Gutierrez went to the Tribeca Grand wearing a police cord to record Weinstein. The jury played that recording Tuesday in court, too.

At the hotel, Gutierrez had coffee downstairs with Weinstein. During that meeting, he said, “If you want to spend time with me, I will guide you.” At another point, he complimented her, “You are more beautiful than Adriana Lima…You are amazing.” Suddenly, he was heard saying, “I’m going upstairs to my room. Let’s go.”

Weinstein told Gutierrez that he was going to take a shower in the room. When she expressed her discomfort about entering the room and putting her in a situation where anything could be sexual, he said, “We won’t do that…we will do other things, but not that.” He mentioned a massage and Gutierrez said, “No, I don’t want that.” Weinstein replied, “Well, we’ll see.” In the recording, he is heard saying: “Don’t be shy” and “Don’t worry. I’m not an opportunist.”

Although undercover cops were surrounding Gutierrez, in an attempt to leave Weinstein, she told him that she had forgotten her jacket downstairs in the hallway. He insisted on going with her downstairs. “He always followed,” Gutierrez said on the podium. In an attempt to intervene, an undercover cop pretending to be a gossiping TMZ reporter and began questioning Weinstein, who became enraged. When this plan didn’t work, Gutierrez continued walking with Weinstein through the hotel, leading her upstairs to a room. “I was just trying to be with the flow,” Gutierrez testified. “I knew the police were around me.”

Part of Gutierrez and Weinstein’s taped conversation took place in an elevator full of people. Weinstein told Gutierrez not to embarrass him in front of others. “You should come here now,” Weinstein asked on the tape. She said, “I don’t want to touch … I want to go downstairs.”

“Honey, don’t fight with me in the hall,” said Weinstein. Gutierrez asked, “Why yesterday did you touch my chest?” Then Weinstein said, “Don’t spoil your friendship with me for five minutes.” At another point, he told her, “If you do this now, don’t call me again” and “You’ll miss out on big opportunities.”

“I just wanted to get out of there,” Gutierrez told the jury. She realizes that none of the police officers followed her up to the floor where Weinstein was taking her, and he insisted that she enter the room with him. “I didn’t really want to go into the room,” Gutierrez said, but she didn’t know if she should stay to gather more information on the NYPD. “At that point, I wanted to leave.
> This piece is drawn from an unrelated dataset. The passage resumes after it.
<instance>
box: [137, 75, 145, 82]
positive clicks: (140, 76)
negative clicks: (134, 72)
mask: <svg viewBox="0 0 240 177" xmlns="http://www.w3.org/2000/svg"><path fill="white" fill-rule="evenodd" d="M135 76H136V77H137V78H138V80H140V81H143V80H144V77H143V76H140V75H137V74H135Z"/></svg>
I felt lonely,” she said. “I didn’t like it. I didn’t want him to let me into a room where I’d be on my own.” She left to go to the elevator, and Weinstein followed her again and insisted on a drink at the hotel bar downstairs, although she had told him several times she didn’t drink alcohol. The police had previously told her to go to Bathroom Whenever I felt uncomfortable, I went to the hotel bathroom downstairs where a policeman was waiting for her, and left the hotel safely.

After Gutierrez’s testimony and the jury heard recordings and monitored hotel surveillance, Weinstein’s defense attorney, Alan Jackson, briefly questioned Gutierrez, asking very few questions.

“The main incident all this is about is that Mr. Weinstein touched your breast once — for a second?” asked Jackson Gutierrez.

“I don’t know if it’s a second,” she said. “It felt much longer. It felt like an eternity.”

Jackson told Gutierrez that in previous interviews with investigators from the DA’s office, she said she “may have been a second.” Weinstein’s lawyer, by dissecting more of her private statements, has continued to peruse transcripts from Gutierrez’s previous interviews with authorities and urge her for her exact words. In an interview with police, Gutierrez said Weinstein touched her “knee,” but Jackson noted that during her testimony in court, she told the jury that Weinstein touched her “top of her leg.”

Gutierrez responded to Jackson: “My knee is part of my leg… what’s the difference?”